The most powerful thing we've learned about using AI isn't a prompt or a technique. It's something much simpler: AI forces us to understand ourselves better. It acts as a mirror, reflecting back our ability to think clearly and communicate precisely.
Think about catching a ball. You know how to do it automatically, without conscious thought. Working with AI is about learning to explain these automatic processes.
You have to surface the shortcuts your brain takes, the patterns it sees, the previous information it’s drawing from, and the connections it makes instantly.
What we explain to every client is simple: to automate anything with AI, we first have to understand the details of the process. This applies to workflows, agents, data pipelines, every use case.
Often they come to us with a clear vision of what they want AI to do, but fuzzy understanding of how they currently do it. We have to slow down and map everything out. What are the decision points? What context are they drawing from? What assumptions are they making? Only then can we help the models replicate and eventually improve their process.
We've learned this lesson ourselves by mapping our own processes daily. The new reasoning models are transforming this work. They can make logical leaps that previous models couldn't, and still, they need us to define the game we're playing.
The problem isn't the capabilities of the AI—it's that you haven't yet learned to bridge the gap between your internal understanding and explicit communication.
This is where writing becomes crucial. Not writing prompts, but writing as a tool for clear thinking. When you write, you are forced to move your understanding from implicit to explicit. You have to name things that are nameless, structure ideas that are fluid, make concrete what is abstract.
The best AI users are clear thinkers. They are able to break down complex problems into smaller pieces, articulate their assumptions, and describe their processes. These aren't just useful skills for working with the LLMs, they're also the foundation of all good problem-solving.
Beyond problem-solving skills, the new technology is revealing something fundamental about human thought: we understand far more than we can explain.
Our challenge is learning to express what we actually mean.
This is where the real work happens. Each time you clarify your thinking enough to get AI to understand, you're not just solving the immediate problem.

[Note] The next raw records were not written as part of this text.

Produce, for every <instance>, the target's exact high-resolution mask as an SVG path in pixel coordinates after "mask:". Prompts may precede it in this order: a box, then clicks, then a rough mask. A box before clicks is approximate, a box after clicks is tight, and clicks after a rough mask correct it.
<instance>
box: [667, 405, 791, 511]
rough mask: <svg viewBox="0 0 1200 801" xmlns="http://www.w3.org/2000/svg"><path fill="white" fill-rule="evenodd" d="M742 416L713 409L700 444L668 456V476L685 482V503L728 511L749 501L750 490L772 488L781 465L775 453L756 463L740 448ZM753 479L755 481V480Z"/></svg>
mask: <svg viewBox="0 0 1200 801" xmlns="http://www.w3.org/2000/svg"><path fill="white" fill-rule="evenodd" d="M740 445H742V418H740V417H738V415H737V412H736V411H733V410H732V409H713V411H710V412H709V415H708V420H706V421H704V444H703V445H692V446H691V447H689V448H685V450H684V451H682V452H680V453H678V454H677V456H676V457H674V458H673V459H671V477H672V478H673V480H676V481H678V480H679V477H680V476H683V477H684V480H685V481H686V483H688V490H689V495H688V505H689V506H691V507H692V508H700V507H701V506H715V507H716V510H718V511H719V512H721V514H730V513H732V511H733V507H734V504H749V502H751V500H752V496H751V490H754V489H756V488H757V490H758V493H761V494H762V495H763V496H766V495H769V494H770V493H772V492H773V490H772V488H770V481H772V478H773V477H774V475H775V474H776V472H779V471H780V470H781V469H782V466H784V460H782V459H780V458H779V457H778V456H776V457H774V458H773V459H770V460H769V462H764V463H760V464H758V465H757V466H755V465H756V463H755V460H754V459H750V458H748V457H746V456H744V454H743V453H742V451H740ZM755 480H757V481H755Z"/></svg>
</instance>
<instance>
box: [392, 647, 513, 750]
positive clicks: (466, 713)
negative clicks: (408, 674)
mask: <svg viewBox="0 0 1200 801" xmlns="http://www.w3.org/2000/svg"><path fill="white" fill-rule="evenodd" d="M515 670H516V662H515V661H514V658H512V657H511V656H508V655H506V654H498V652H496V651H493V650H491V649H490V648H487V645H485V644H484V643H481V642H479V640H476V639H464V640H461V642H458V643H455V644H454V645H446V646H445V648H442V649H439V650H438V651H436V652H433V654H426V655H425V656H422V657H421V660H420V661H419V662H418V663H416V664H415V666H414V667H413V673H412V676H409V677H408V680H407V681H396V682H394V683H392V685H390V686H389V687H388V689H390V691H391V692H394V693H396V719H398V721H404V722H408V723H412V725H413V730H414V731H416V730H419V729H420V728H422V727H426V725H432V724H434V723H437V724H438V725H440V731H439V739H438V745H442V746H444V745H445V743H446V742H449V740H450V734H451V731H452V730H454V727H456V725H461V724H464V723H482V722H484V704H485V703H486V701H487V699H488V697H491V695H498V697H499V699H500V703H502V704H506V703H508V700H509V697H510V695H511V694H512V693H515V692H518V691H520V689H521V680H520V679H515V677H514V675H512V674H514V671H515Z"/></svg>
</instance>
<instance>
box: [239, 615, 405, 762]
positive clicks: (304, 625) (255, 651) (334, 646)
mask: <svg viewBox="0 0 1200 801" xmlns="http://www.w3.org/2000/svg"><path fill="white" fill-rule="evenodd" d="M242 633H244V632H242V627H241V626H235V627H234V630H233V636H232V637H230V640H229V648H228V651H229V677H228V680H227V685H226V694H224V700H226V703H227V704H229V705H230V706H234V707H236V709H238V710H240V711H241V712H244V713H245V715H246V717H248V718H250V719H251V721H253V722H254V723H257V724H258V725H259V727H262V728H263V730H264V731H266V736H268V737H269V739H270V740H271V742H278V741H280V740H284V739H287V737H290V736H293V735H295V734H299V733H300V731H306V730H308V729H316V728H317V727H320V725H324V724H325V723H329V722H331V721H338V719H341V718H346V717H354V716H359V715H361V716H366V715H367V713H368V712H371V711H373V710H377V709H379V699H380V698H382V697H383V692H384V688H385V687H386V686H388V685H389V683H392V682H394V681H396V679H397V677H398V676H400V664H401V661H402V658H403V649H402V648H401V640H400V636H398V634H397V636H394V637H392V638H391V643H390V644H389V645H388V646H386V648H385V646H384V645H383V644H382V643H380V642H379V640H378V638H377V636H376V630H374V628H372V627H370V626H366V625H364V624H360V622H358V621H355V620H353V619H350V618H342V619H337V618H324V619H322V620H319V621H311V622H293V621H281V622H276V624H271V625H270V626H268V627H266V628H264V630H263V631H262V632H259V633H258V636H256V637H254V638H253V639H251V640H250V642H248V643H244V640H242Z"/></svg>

You're building a clearer model of your own thought process. You're getting better at the fundamental human skill of turning understanding into communication.
The future isn't about AI replacing human thought. It's about AI pushing us to become more thoughtful, more precise, more aware of our own mental processes. In trying to teach machines how to think like us, we're learning to think better ourselves.
This is the real opportunity: not just to make AI work for us, but to use it as a mirror for understanding our own minds more clearly. The better we get at this, the more powerful the partnership becomes.
Start there. Before you worry about prompts or parameters, practice explaining your thinking. Write out your process. Name your assumptions. Make the implicit explicit. This isn't just how you make technology work for you—it's how you improve your own thinking.
AI will keep progressing towards super intelligence. Those who can express their thinking clearly will advance with it.